The ...(11)... in the output indicates that there are 11 lines of standard error output elided. To get syqada to show you the whole file, re-run so:

% syqada errors 02-demonstrate-failure-handling 15

This asks SyQADA to print up to 15 lines of a single error.

syqada errors can be even more useful when there are many errors, because it categorizes them by size and uniqueness to simplify your deducing what is wrong. See syqada errors for more information.

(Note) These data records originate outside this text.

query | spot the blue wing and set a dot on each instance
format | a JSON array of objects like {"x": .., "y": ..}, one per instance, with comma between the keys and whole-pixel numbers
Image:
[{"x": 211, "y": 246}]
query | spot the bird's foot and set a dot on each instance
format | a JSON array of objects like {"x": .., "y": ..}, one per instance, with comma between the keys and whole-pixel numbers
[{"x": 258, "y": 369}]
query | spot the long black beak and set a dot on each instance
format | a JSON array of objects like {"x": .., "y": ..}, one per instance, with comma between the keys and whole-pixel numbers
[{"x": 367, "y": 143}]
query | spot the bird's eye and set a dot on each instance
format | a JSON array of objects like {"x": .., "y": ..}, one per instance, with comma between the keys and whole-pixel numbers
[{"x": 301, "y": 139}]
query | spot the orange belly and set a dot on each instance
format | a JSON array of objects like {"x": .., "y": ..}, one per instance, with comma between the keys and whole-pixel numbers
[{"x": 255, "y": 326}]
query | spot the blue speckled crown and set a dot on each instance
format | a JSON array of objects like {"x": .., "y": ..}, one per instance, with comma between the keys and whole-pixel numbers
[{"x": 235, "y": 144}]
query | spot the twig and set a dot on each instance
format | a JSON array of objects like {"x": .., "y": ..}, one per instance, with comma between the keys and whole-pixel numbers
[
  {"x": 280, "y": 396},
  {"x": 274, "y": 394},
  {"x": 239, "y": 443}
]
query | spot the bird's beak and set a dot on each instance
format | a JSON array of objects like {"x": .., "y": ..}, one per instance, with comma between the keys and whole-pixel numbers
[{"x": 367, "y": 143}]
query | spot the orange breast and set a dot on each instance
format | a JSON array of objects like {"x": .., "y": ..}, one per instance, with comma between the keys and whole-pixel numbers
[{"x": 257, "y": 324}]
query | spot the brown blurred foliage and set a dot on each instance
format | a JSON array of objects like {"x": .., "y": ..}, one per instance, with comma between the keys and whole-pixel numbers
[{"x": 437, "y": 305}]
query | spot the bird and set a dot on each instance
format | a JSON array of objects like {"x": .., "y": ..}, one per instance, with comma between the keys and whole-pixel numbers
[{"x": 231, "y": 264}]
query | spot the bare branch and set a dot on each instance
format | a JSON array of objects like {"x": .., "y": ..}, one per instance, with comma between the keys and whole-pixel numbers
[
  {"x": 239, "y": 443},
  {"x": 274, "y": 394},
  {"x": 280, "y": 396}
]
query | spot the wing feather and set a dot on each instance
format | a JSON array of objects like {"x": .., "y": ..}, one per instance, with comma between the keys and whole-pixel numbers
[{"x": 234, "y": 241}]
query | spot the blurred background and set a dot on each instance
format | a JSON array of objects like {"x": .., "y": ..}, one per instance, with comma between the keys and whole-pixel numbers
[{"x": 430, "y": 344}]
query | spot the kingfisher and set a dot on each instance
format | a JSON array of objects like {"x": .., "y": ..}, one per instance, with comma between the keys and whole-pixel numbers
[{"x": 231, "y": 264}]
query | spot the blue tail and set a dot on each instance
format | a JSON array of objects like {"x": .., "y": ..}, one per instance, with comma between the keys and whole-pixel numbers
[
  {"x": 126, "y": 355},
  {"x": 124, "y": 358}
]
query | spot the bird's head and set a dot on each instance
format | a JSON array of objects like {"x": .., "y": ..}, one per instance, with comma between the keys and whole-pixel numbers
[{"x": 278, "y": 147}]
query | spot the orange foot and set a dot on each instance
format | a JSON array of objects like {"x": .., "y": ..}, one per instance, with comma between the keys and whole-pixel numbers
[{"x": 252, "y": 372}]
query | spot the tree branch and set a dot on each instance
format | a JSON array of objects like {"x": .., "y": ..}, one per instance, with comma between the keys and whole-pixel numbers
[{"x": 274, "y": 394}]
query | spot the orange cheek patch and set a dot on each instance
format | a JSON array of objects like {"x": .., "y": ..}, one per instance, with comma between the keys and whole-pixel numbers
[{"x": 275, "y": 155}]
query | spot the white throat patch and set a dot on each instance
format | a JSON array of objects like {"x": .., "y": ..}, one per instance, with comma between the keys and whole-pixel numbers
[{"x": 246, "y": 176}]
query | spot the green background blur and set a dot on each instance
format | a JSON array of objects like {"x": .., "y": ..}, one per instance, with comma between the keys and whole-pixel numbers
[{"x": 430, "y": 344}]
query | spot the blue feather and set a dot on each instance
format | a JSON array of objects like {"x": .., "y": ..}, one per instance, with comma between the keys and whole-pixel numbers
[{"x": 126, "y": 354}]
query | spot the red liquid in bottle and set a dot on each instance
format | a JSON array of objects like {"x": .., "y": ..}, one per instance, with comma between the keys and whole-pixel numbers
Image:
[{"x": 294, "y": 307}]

Now let’s go ahead and do what we were told in the error message:

% touch no-length-based-name-bias
% syqada batch 02-demonstrate-failure-handling --step repend run

and the error job(s) will be restored to PENDING. If you want, you can check that by repeating the syqada manage command from above. But let’s go ahead and finish the workflow by resuming syqada auto – simply re-run the syqada auto command same as before.

This will confirm that task 01 is complete, discover and report the incompleteness of 02, and then ask you if you want to resume. When you respond yes, SyQADA will re-submit the one job that was repended, and then, when it succeeds, continue by finishing task 03 and task 04 (syqada auto simply runs syqada manage to determine whether a task is complete).

If you have not done so already, browse the templates directory and compare those templates with the generated scripts (which are now all in the DONE directories of the various steps) to see how a template is converted into a script.

Task 03 demonstrates the use of the QC designation, and the template also shows two ways of specifying the list of files in an input directory.

Task 04 demonstrates the use of the task specification:

jobgeneration = summary

Only a single job is created, which analyzes all the output of the previous task. Because the immediate previous task is prefixed with QC, task 04 looks back beyond it to task 02 for its input.

In addition, Task 04 illustrates how the added_input parameter is populated by the template. The protocol defines two values for added_input, separated by a comma; examine the output file

For a tutorial on real-world bioinformatics using the hapLOHseq allelic imbalance detector developed in our lab, see Real-World Tutorial: hapLOHseq. For a tutorial on the use of replication, see Tutorial on Special Features.

Creating a New Workflow

To create a new workflow, you would need to create your own simple task and template definitions for steps in the workflow. Examples of those are provided for this workflow in the example/haplohseq/tasks and example/haplohseq/templates directories.

You need to create:

A protocol file:

Lists sequential steps to be executed by the workflow.

A config file:

Specifies software and data dependencies for the workflows.  These
variables can be referenced in protocol, task and template files so
that workflows can easily be ported to other platforms by simply
modifying config files.

A samples file:

Lists names of samples to process through workflows.  These names
are used as prefixes for intermediate and output files of the
workflow.

And tasks and templates:

These are definition files for steps in the workflow.  Tasks define
resources needed for a step in the workflow to be executed on an LSF
or PBS cluster (or on a local server or desktop).  Tasks also allow
the user to split jobs based on chromosomes.  Template files define
the actual step to be executed.

log files:

Log files are generated for each step in the workflow including
logs for console output, errors and a job completion status.

output files:

Each step of the workflow contains an output directory that contains
the artifacts generated by that step.

Running the command:

syqada begin

will provide a list of existing protocols that you can start a project with. When you select a number from the list, that protocol will be used to build a skeletal control directory with protocol, config, and sample files you can edit to prepare them to run the protocol.